While they were not able to save her, Mr Owen said he was very proud of the efforts of his crew, and said he had received praise for their response.

“Unfortunately the result wasn’t what we wanted,” he said. “Everyone was pretty upset.”

Ms McKee’s 69-year-old husband and a 26-year-old British man both received serious injuries in the crash, police said.
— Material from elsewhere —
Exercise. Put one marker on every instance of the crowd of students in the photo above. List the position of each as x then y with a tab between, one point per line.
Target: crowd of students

As of late yesterday afternoon, both men remained in the King Edward VII Memorial Hospital’s Intensive Care Unit.

The driver of the other boat was arrested on suspicion of impaired operation of a watercraft.

“He complied with a demand for breath samples and passed the test,” police said.

“However, he remains in custody pending further enquiries.”

Ralph Richardson, with the Bermuda Water Safety Council, described the death as sad, especially during a festive time.

“My thoughts go out to the family of that individual,” he said.

Mr Richardson stressed the need for boaters to exercise “extreme caution” when out at night.

“It’s very difficult at night to tell how far away an object is from you,” he said.

The harbour, Mr Richardson said, is presently very crowded.

“Every boater that goes into Hamilton should do so at lower speeds.”

Another important consideration, he said, was the hundreds of new boat owners the council had become aware of on the water “that have very little experience”.

“I would implore anyone that has bought a new boat to become very aware of the rules,” Mr Richardson said.

Operating a boat at night is a completely different experience from the daytime, Mr Owen echoed.

Referencing the 10-knot speed limit in place for vessels in the harbour, he suggested that perhaps a five-knot limit at night was warranted.

“If you can’t see properly, you shouldn’t be going fast,” he said.

Jeff Baron, Minister of National Security, described the incident as “a sad and tragic event”.

“We extend our sincerest and deepest condolences to the family of the victim and hope for a swift recovery of those injured,” he said in a statement on Friday.

The safety of all on the island was of “paramount concern”, the minister said.

“We continue to encourage care and concern during this very busy time in Bermuda.”